If you place a candy bar in front of a young boy, you can predict that he’s going to eat it. And if it’s cloudy outside, you might be able to predict that it’s going to rain. But is there any way that you can predict where a car crash is going to happen?
Turns out, you can — by using predictive analytics. And that’s exactly the technology that Tennessee is tapping to promote traffic safety and prevent major accidents from happening.
Under the “Crash Reduction Analyzing Statistical History” (C.R.A.S.H.) program, Tennessee Highway Patrol (THP) officers factor in data points ranging from festivals and sporting events to weather patterns and areas with a history of accidents to create predictions of where they should deploy their resources.
The program spans five-by-six-mile squares, providing predictions for four-hour periods each day.
“So it might show that between 6 and 10 p.m. the probability of a serious crash is 68 percent in this block,” said THP Colonel Tracy Trott.. “And that’s where the captain should direct his resources.”
The goal of the six month-old program is to give officers a heads up to help prevent crashes or to be nearby should one happen. While nothing is 100 percent accurate, C.R.A.S.H. has been right 72 percent of the time since its inception.

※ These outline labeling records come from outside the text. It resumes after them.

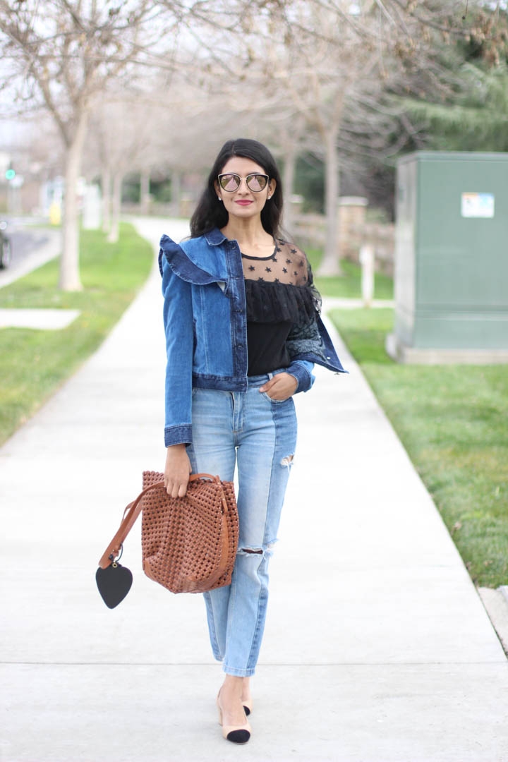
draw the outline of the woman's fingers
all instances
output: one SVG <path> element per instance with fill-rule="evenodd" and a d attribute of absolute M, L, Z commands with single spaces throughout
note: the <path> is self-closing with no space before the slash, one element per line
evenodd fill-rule
<path fill-rule="evenodd" d="M 173 445 L 166 450 L 164 485 L 171 498 L 184 498 L 192 469 L 185 445 Z"/>
<path fill-rule="evenodd" d="M 272 399 L 283 402 L 296 391 L 298 381 L 291 373 L 276 373 L 266 383 L 260 386 L 260 392 L 266 392 Z"/>

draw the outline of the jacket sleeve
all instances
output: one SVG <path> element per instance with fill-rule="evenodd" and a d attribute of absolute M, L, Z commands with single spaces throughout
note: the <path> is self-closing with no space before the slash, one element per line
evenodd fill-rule
<path fill-rule="evenodd" d="M 168 357 L 164 430 L 168 447 L 192 442 L 193 322 L 190 284 L 172 271 L 165 256 L 160 261 Z"/>
<path fill-rule="evenodd" d="M 298 394 L 299 392 L 308 392 L 309 389 L 312 389 L 315 380 L 312 373 L 313 367 L 314 363 L 311 363 L 308 360 L 294 360 L 286 369 L 286 372 L 294 376 L 298 381 L 295 394 Z"/>

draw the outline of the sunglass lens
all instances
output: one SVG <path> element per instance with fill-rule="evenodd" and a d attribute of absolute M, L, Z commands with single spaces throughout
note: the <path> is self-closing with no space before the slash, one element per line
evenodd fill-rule
<path fill-rule="evenodd" d="M 236 190 L 240 184 L 240 178 L 238 174 L 222 174 L 220 178 L 221 187 L 229 193 Z"/>
<path fill-rule="evenodd" d="M 259 193 L 263 190 L 267 184 L 267 178 L 264 174 L 249 174 L 247 178 L 247 184 L 254 193 Z"/>

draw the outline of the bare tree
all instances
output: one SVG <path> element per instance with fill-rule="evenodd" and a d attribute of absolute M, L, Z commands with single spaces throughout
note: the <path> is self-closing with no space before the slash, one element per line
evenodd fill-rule
<path fill-rule="evenodd" d="M 20 109 L 35 103 L 46 110 L 65 146 L 65 290 L 81 287 L 76 184 L 94 98 L 108 82 L 153 63 L 152 46 L 175 32 L 180 18 L 154 0 L 0 0 L 0 52 L 18 76 Z"/>

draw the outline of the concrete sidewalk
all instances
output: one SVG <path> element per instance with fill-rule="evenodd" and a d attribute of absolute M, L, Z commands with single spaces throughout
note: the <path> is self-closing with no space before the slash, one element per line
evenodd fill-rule
<path fill-rule="evenodd" d="M 144 221 L 156 242 L 181 226 Z M 156 270 L 85 366 L 0 450 L 4 762 L 506 762 L 508 662 L 441 519 L 358 367 L 317 370 L 254 680 L 253 738 L 225 741 L 200 596 L 97 560 L 161 469 Z M 140 522 L 139 522 L 140 523 Z"/>

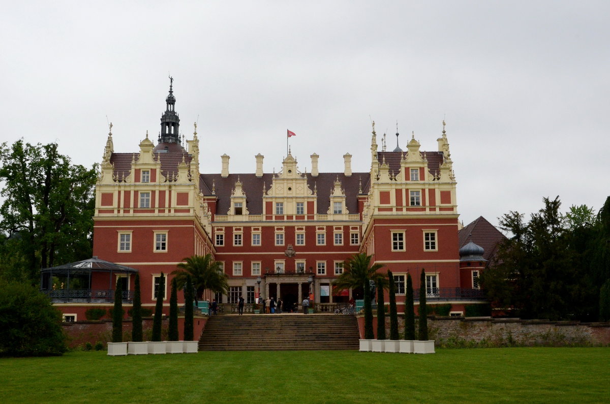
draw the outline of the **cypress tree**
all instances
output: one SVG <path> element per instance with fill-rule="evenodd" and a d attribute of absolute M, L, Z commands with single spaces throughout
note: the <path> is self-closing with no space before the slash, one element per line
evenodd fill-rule
<path fill-rule="evenodd" d="M 387 278 L 390 282 L 390 339 L 400 339 L 398 335 L 398 313 L 396 310 L 396 284 L 394 275 L 388 270 Z"/>
<path fill-rule="evenodd" d="M 610 280 L 600 290 L 600 321 L 610 320 Z"/>
<path fill-rule="evenodd" d="M 377 281 L 377 339 L 386 339 L 386 302 L 383 284 Z"/>
<path fill-rule="evenodd" d="M 373 308 L 371 306 L 371 285 L 368 280 L 364 282 L 364 339 L 373 339 Z"/>
<path fill-rule="evenodd" d="M 170 295 L 170 329 L 168 339 L 178 341 L 178 296 L 176 278 L 171 280 L 171 294 Z"/>
<path fill-rule="evenodd" d="M 193 281 L 187 276 L 184 289 L 184 341 L 193 341 Z"/>
<path fill-rule="evenodd" d="M 161 319 L 163 316 L 163 295 L 165 290 L 165 277 L 161 272 L 161 276 L 159 279 L 159 289 L 157 292 L 157 304 L 154 307 L 154 319 L 152 321 L 152 341 L 154 342 L 160 342 L 161 341 Z"/>
<path fill-rule="evenodd" d="M 115 305 L 112 310 L 112 342 L 123 342 L 123 287 L 117 280 L 115 289 Z"/>
<path fill-rule="evenodd" d="M 404 302 L 404 339 L 415 339 L 415 314 L 413 308 L 413 280 L 411 274 L 407 274 L 407 297 Z"/>
<path fill-rule="evenodd" d="M 420 307 L 419 307 L 419 332 L 418 339 L 420 341 L 428 341 L 428 311 L 426 309 L 426 270 L 422 269 L 420 278 Z"/>
<path fill-rule="evenodd" d="M 135 274 L 135 290 L 134 291 L 134 307 L 131 309 L 133 327 L 131 330 L 131 341 L 142 342 L 142 299 L 140 293 L 140 274 Z"/>

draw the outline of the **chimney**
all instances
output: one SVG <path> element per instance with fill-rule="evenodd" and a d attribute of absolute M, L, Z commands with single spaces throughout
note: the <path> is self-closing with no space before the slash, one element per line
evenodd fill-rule
<path fill-rule="evenodd" d="M 345 165 L 345 168 L 343 169 L 343 173 L 345 175 L 346 177 L 351 176 L 351 154 L 350 153 L 346 153 L 343 154 L 343 165 Z"/>
<path fill-rule="evenodd" d="M 318 176 L 318 157 L 320 156 L 314 153 L 309 157 L 311 157 L 311 176 L 317 177 Z"/>
<path fill-rule="evenodd" d="M 231 157 L 225 153 L 221 156 L 220 158 L 223 159 L 223 169 L 220 171 L 220 176 L 226 178 L 229 176 L 229 159 Z"/>
<path fill-rule="evenodd" d="M 259 153 L 254 156 L 256 158 L 256 176 L 260 178 L 263 176 L 263 159 L 264 156 Z"/>

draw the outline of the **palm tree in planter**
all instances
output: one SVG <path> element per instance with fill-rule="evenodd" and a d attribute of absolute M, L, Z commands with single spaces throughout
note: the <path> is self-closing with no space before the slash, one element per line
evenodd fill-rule
<path fill-rule="evenodd" d="M 419 330 L 418 340 L 413 342 L 415 353 L 434 353 L 434 341 L 428 339 L 428 310 L 426 308 L 426 270 L 420 276 Z"/>
<path fill-rule="evenodd" d="M 213 293 L 226 294 L 229 289 L 227 275 L 211 254 L 193 255 L 182 261 L 184 262 L 176 265 L 178 269 L 171 272 L 179 285 L 185 284 L 187 276 L 190 275 L 197 296 L 201 296 L 206 289 Z"/>
<path fill-rule="evenodd" d="M 364 339 L 361 341 L 361 351 L 370 351 L 370 341 L 375 338 L 373 333 L 370 281 L 378 276 L 378 270 L 383 267 L 381 264 L 371 265 L 371 256 L 370 255 L 356 254 L 343 262 L 343 273 L 332 281 L 334 287 L 338 290 L 362 287 L 364 290 Z"/>

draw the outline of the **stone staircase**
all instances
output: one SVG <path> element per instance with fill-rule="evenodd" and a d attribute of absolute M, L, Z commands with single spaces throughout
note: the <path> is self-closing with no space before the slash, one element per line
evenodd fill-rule
<path fill-rule="evenodd" d="M 358 349 L 359 337 L 353 316 L 231 314 L 210 318 L 199 350 Z"/>

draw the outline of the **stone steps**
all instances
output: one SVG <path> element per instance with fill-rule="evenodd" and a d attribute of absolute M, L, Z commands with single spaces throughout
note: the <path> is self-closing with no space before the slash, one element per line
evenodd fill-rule
<path fill-rule="evenodd" d="M 356 350 L 353 316 L 226 315 L 211 317 L 199 350 Z"/>

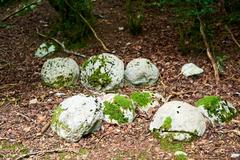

“You have some days when the predictions are right on, and other days when they’re way off,” said Beth Rowan, a THP statistical analyst working on the program. “Mainly what you want to look for is whether the performance of the model is acceptable. And collectively, it’s been very good.”
Traffic fatalities have dropped around 5.5 percent from this time last year, leading officials to view C.R.A.S.H. as being effective, according to Trott.
The software has the capability to factor in any data point while also dismissing points that may not be pertinent. THP has also implemented a model to focus on drivers under the influence of alcohol or drugs, using informatoin like the locations of vendors who sell alcohol.
“The model itself goes through and identifies, if you will, what the most important characteristics are,” Rowan said. “You put everything in that you can, and the model tells you what is important and what’s not.”
The entire program cost THP $243,000, with funding provided through federal grants from the Governors Highway Safety Office. While Tennessee is not the only state beginning to implement predictive analytic software, only a handful of states are using it for traffic patterns, according to IBM’s public safety specialist Mike Reade.
“Oftentimes veteran law enforcement officers will be making those predictions themselves when they’re in the field,” Reade said. “What we do is put a lot of data and fact behind it. The volume of factual data we’re using can’t be done by a human. You need an analytical tool like this to sift through the volumes of data — years of traffic data — to come up with this type of foresight.”